St. Isidore the Farmer

(c. 1070-1130)

Feast – May 15  |  Patron of farmers, rural laborers and Madrid, Spain

The life of a generous, hardworking farm laborer who loved God and the land he tended is celebrated around the world as spring planting begins. Though he lived almost 900 years ago and never left his hometown, St. Isidore is called upon as farmers throughout the world pray for a successful growing season.

Born at the end of the 11th century near Madrid, Spain, Isidore began working as a young boy for the landowner he served his entire life. He and his wife Maria Toribia (beatified Maria de la Cabeza) had just one son who died in childhood. Isidore attended Mass every day and prayed throughout the day as he tended the crops.
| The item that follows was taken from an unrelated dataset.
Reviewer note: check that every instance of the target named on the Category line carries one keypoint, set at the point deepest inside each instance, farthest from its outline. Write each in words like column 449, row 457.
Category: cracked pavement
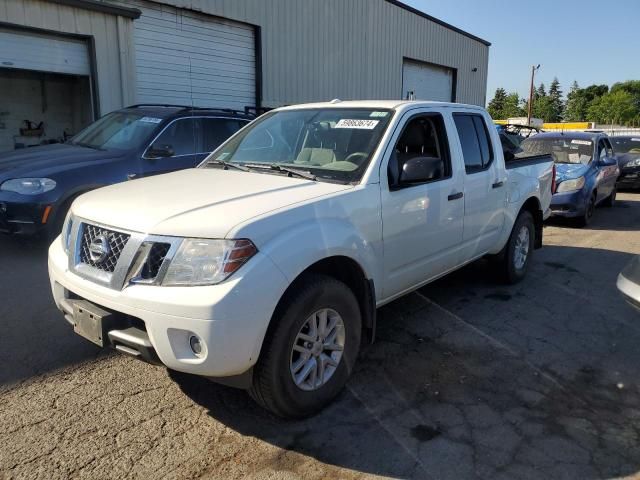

Isidore and Maria were especially generous to the poor and regularly prayed with those they fed, often sharing meals in their home.

More than 400 miracles have been attributed to St. Isidore.

Angels appeared to plow for him when he stayed at Mass too long. His employer once witnessed two angels plowing on either side of Isidore, enabling him to do three times the work of his companions. When their young son fell into a well, Isidore and Maria’s prayers were answered when the water suddenly rose to ground level and the baby could be retrieved. Miraculously, there was always enough food to share. Maria once warned that there was not enough stew for the extra people Isadore had brought home, but when Isidore asked her to check, there was plenty for all.

Though Isidore died in 1130, miracles attributed to his intercession continued. In the 17th century, for example, King Philip III of Spain recovered from a deadly disease after touching Isidore’s relics. Isidore was canonized in 1622 along with Sts. Ignatius of Loyola, Francis Xavier, Teresa of Ávila and Philip Neri.